I recently met a remarkable person who told me about an interesting way of being a tourist. All new tourism trends fascinate me. As owner of Altavista Holiday Home in Palestrina, I’m always looking for new ways to make my guests enjoy their time in Palestrina, around Rome and in Lazio as much as possible.
This revolutionary kind of tourism is especially interesting because it is suitable for professional photographers as well amateurs, even people who don’t consider themselves amateur photographers but who love to take photographs and want to have a lasting visual souvenir of all beautiful places visited.
So there are several great benefits to photowalks. The first is, like I said, anyone can do it. Obviously the intensive (=expensive) courses dedicated to one specific use of the camera or lighting are geared toward serious professionals. But I like the fact that photowalk tours are open to any and all participants in an unbiased way. And each person is free to focus on what they want to photograph. I, for example, love clouds and flowers...
Another interesting aspect is that you can do a photowalk just about anywhere. Here in Italy we are especially lucky to have incredibly beautiful artistic, architectural and archeologic treasures literally everywhere. It’s like living in the land of cultural plenty, sometimes it can be overwhelming because you don’t know where to start! Of course the photowalk guide will indicate the direction.
One of the most culturally satisfying parts of this activity is that photowalks often double as guided tours of the area being photographed. Guides who accompany each group add so much to an excursion. Any time you can listen to the story of a place being told, it adds meaning to your experience. They might not know the origin of every stone that Caesar tripped on, but it’s fascinating to hear about the past and how it relates to the present.
I’m a big fan of efficiency and of shooting two birds with one camera, so to speak. So one of the biggest reasons why I love photowalks is because you combine your desire to take better photographs with the discovery of a new place and, drum roll please, you also get to meet the other cool people who are on the photowalk with you.

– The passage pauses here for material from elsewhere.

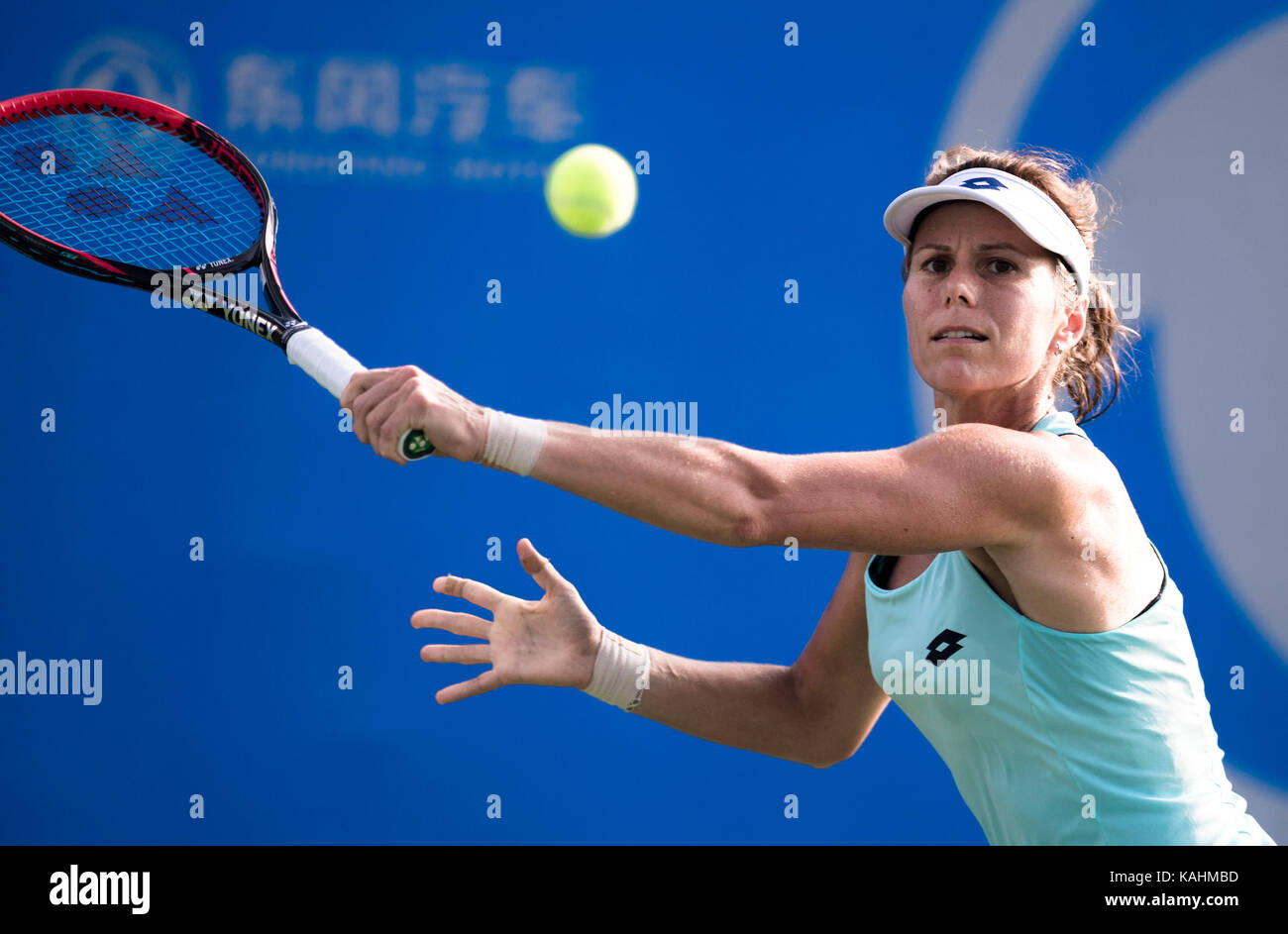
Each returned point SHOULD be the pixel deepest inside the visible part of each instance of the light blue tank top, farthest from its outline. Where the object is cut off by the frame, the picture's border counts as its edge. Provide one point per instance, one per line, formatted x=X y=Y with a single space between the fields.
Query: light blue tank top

The Italian lunch and/or dinner afterward is a pretty good fringe benefit as well.
So don’t miss out! My not-so-subliminal message is this: The next time you’re on vacation somewhere beautiful like Italy, don’t just settle for the big cities and spend all your time cramming in as many long museum lines as possible into your day so that you only have time to eat a sad sandwich from a lousy, touristy place. There is more to life than saying you went to all the famous places. Take the time to make some original discoveries. Leave the tourist trap map in your hotel and get into a photowalk somewhere, anywhere! It will probably lead to a significantly interesting experience that is guaranteed to change the quality of your photo souvenirs.